Insights

How the IRC’s Center for Economic Opportunity Is Making Finance More Inclusive

Friday February 5, 2021


Charles, a client of IRC’s Center for Economic Opportunity. Photo courtesy of IRC-CEO.

Access to banking and financial services enables economic mobility. However, many refugees and immigrants in the United States face barriers to affordable financing, especially when they are new to the country and haven’t yet established their credit history. Improving financial access and inclusion is key to ensuring that more refugees and immigrants can invest in their own futures.

The International Rescue Committee’s Center for Economic Opportunity (CEO) is addressing this issue by making affordable loans to borrowers who have little access to traditional financing, particularly refugees and immigrants. CEO’s loans fill gaps in financial inclusion while also providing new Americans with financial coaching and other opportunities to develop money management skills. In December, the WES Mariam Assefa Fund announced its first impact investments, among them an investment in IRC’s CEO to support the organization’s efforts to reach more refugees and immigrants who could benefit from having greater access to financial services and education.

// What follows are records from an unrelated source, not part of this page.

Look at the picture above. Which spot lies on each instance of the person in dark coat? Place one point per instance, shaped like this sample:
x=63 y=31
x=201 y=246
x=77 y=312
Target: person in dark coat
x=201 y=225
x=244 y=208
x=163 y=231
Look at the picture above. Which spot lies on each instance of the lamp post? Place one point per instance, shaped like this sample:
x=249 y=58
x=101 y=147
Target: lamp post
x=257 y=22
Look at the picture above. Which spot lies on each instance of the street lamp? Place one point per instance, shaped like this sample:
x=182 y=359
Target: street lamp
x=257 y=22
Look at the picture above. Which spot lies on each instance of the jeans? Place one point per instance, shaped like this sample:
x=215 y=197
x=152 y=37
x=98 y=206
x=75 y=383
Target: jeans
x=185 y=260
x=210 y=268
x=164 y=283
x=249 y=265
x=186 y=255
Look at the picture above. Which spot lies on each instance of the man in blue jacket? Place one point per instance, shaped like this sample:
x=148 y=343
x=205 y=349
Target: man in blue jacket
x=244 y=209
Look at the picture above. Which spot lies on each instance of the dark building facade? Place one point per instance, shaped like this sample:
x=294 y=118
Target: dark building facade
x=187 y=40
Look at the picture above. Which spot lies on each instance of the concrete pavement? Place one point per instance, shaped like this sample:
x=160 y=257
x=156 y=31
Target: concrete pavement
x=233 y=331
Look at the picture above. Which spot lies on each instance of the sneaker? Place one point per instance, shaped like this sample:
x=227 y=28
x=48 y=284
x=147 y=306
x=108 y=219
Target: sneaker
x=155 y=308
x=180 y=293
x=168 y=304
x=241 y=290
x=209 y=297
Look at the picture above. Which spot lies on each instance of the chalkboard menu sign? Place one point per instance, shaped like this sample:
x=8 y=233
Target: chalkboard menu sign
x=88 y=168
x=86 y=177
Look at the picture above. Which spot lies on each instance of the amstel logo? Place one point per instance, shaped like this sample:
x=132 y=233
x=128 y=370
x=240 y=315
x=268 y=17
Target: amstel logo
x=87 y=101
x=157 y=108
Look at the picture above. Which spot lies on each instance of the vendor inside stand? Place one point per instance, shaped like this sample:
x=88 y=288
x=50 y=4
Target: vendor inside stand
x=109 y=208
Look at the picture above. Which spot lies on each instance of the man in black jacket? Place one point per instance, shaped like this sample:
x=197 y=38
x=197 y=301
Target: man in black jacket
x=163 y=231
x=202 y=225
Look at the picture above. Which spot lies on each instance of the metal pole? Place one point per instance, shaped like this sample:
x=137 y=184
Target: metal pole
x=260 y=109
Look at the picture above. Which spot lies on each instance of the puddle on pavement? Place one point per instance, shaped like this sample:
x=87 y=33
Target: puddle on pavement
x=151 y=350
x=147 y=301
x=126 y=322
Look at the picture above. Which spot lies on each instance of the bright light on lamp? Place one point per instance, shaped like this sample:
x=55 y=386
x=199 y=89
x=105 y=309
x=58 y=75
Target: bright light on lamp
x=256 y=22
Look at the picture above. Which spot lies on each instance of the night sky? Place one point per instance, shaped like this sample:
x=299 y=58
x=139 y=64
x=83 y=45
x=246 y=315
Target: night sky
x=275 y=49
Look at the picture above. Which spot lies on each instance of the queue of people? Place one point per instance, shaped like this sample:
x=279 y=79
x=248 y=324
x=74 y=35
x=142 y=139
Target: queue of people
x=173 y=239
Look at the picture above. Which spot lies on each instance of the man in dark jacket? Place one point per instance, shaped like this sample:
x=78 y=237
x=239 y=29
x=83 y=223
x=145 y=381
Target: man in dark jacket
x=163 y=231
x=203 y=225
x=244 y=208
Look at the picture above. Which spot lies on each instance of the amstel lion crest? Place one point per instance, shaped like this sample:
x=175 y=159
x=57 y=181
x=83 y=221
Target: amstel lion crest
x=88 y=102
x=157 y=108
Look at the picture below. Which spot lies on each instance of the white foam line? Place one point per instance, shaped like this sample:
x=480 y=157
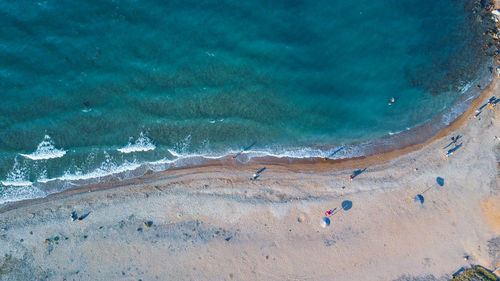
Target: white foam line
x=45 y=150
x=16 y=183
x=142 y=143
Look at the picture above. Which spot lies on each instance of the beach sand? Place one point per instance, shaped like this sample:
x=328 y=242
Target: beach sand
x=214 y=223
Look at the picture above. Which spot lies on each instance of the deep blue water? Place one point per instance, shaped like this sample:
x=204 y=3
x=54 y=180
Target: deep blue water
x=96 y=87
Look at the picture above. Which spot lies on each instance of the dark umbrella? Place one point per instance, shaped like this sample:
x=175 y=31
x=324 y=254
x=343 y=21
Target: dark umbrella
x=440 y=181
x=419 y=199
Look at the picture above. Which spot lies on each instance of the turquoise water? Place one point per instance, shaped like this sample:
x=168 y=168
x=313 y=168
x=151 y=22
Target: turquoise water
x=96 y=88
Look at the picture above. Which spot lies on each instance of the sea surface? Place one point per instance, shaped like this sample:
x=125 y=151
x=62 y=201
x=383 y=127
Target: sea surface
x=98 y=90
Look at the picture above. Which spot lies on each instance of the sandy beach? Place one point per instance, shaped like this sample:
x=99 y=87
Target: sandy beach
x=215 y=223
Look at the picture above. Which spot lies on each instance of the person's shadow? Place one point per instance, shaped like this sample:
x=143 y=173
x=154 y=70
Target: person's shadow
x=357 y=173
x=347 y=205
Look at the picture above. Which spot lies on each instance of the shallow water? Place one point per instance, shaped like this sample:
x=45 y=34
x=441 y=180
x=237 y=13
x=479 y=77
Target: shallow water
x=91 y=89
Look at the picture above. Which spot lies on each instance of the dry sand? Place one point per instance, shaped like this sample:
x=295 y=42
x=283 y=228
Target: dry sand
x=214 y=223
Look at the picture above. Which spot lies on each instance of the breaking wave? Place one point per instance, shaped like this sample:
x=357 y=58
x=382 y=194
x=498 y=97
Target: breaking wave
x=45 y=150
x=143 y=143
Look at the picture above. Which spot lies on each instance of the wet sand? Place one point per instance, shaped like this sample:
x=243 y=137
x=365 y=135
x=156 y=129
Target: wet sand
x=214 y=223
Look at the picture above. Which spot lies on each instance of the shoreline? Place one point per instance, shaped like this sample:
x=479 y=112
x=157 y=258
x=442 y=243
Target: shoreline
x=214 y=223
x=293 y=164
x=385 y=147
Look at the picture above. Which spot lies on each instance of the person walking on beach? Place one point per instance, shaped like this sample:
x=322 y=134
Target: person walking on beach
x=329 y=212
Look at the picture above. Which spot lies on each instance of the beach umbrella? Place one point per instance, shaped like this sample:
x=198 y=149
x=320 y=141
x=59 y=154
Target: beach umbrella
x=419 y=199
x=440 y=181
x=347 y=205
x=325 y=222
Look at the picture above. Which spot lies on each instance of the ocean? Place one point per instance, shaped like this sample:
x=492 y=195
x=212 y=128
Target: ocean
x=99 y=90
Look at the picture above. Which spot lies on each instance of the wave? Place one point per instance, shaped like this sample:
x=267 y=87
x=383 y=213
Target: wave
x=143 y=143
x=107 y=168
x=45 y=150
x=20 y=193
x=16 y=176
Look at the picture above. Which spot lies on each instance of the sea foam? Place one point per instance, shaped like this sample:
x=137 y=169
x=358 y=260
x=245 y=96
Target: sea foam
x=45 y=150
x=16 y=176
x=143 y=143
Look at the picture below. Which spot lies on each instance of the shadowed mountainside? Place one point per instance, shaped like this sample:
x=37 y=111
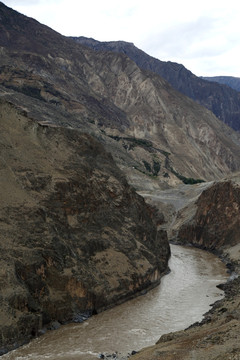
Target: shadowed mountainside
x=156 y=135
x=222 y=101
x=75 y=237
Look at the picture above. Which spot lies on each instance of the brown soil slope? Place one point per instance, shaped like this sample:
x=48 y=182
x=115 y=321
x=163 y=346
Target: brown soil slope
x=214 y=226
x=74 y=237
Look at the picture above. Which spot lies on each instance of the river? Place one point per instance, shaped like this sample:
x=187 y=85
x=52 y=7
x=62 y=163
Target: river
x=182 y=298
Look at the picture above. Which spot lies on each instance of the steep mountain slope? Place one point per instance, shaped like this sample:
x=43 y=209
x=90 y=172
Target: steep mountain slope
x=75 y=237
x=156 y=135
x=231 y=81
x=213 y=223
x=222 y=101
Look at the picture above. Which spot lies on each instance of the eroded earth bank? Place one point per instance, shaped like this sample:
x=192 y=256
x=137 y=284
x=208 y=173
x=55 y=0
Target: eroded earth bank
x=210 y=221
x=75 y=237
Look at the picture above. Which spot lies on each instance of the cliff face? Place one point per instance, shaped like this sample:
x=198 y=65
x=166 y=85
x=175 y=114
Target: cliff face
x=75 y=237
x=156 y=135
x=212 y=223
x=223 y=101
x=216 y=223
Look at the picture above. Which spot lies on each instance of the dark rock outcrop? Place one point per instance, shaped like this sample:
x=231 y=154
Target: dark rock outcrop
x=216 y=223
x=223 y=101
x=233 y=82
x=156 y=135
x=75 y=237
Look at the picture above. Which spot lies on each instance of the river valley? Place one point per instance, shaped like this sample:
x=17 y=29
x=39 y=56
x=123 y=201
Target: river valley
x=182 y=298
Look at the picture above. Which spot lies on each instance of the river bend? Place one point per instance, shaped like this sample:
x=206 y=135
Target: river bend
x=182 y=298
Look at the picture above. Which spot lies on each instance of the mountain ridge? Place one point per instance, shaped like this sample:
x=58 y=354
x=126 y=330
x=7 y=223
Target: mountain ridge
x=210 y=95
x=111 y=96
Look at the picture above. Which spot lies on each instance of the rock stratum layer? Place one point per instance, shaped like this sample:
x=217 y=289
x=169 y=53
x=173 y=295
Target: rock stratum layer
x=75 y=236
x=155 y=134
x=223 y=101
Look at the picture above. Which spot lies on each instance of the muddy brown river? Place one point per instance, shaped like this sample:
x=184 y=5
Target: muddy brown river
x=182 y=298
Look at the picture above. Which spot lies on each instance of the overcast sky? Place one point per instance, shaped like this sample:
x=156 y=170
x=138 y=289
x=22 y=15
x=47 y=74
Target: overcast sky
x=203 y=35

A new report by the IRC and CEO looks at credit outcomes of CEO’s clients and shows meaningful gains in the clients’ credit ratings. According to the study, which examined scores of 1,234 clients, 83 percent either improved (56 percent) or maintained (27 percent) their starting credit tier. The clients surveyed came from 66 discrete countries of origin, and most had entered the U.S. as refugees or asylum seekers sometime in the last 10 years. These clients had been in the U.S. for an average of 3.2 years at the time of their first CEO loan.

One CEO client, Charles, and his family arrived in the U.S. as refugees from Nigeria in late 2019 and began working with the IRC in Dallas. After only one year in the U.S., Charles and his family have made admirable progress toward their financial goals, including purchasing a home one day.

After paying back a credit-building loan from CEO, Charles went from not having a credit score at all to having a “good” score. He and his wife both began jobs and have resumed their college education in the evenings. With a positive credit score and stable income, Charles and his wife are now planning to finance a home. The family also purchased a car with an auto loan from CEO, so they have reliable transportation to and from their jobs and classes.

Illustrating the power of this integrated model, CEO’s new report shows a positive correlation between the loan and coaching Charles and his wife received and their improved credit scores. CEO’s combination of low-interest, client-focused products and financial coaching can equip refugees like Charles with critical tools to establish their lives in the U.S. and achieve their goals.